← Back to team overview

yahoo-eng-team team mailing list archive

[Bug 1542491] Re: Scheduler update_aggregates race causes incorrect aggregate information

 

setting this to medium severity

there is an existing race in how the cache is updated.
the workaround is to periodically restart the scheduled to clear the cache.

this looks like it affects all stable releases of OpenStack.
however its unlikely but not impossible that a fix for this can be backported.

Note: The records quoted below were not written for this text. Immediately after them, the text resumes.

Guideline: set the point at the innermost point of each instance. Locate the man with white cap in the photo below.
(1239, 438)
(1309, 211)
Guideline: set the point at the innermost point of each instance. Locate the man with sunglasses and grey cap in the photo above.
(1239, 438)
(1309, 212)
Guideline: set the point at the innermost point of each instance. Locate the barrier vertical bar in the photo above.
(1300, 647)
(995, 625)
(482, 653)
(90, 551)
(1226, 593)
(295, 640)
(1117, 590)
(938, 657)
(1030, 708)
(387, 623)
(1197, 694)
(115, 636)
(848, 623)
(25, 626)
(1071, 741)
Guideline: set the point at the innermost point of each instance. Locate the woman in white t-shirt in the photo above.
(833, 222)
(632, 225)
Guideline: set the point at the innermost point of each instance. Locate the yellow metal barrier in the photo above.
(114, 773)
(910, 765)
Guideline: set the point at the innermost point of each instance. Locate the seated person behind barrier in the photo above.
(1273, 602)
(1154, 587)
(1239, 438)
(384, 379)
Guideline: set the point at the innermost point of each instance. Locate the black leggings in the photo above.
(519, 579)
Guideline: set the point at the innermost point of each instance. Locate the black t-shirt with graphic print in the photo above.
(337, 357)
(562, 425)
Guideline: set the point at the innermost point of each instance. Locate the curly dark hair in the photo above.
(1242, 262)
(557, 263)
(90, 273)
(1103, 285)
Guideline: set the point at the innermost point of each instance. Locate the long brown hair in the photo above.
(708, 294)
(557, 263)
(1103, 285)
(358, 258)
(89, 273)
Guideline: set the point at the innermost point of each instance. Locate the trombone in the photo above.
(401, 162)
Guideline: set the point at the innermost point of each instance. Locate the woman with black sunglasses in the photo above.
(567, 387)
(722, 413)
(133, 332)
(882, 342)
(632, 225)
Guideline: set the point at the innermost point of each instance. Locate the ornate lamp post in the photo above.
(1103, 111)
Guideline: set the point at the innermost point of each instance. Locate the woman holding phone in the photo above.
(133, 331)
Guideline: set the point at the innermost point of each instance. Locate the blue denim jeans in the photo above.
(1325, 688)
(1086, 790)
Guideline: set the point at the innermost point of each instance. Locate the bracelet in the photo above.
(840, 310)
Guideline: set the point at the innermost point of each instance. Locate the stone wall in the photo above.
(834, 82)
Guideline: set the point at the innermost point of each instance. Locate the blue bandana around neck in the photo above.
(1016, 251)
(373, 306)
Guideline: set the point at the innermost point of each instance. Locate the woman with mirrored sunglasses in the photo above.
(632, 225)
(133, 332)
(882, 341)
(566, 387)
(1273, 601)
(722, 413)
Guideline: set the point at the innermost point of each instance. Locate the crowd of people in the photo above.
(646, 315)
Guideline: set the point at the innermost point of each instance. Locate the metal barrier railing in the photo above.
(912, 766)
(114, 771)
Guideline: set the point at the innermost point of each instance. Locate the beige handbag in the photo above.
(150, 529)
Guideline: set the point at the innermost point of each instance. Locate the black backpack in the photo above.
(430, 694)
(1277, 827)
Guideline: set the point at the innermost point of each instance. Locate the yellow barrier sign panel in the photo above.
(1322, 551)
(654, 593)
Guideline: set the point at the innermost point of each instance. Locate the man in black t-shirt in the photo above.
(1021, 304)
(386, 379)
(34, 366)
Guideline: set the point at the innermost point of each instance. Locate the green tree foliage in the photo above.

given the above I'm marking this as medium as there is a relatively simple workaround even if the detection of the
isuee is not trivial.


** Changed in: nova
   Importance: Undecided => Medium

** Changed in: nova
       Status: Opinion => Triaged

** Changed in: nova
     Assignee: jingtao (liang888) => (unassigned)

** Tags added: api

-- 
You received this bug notification because you are a member of Yahoo!
Engineering Team, which is subscribed to OpenStack Compute (nova).
https://bugs.launchpad.net/bugs/1542491

Title:
  Scheduler update_aggregates race causes incorrect aggregate
  information

Status in OpenStack Compute (nova):
  Triaged
Status in Ubuntu:
  Invalid

Bug description:
  It appears that if nova-api receives simultaneous requests to add a
  server to a host aggregate, then a race occurs that can lead to nova-
  scheduler having incorrect aggregate information in memory.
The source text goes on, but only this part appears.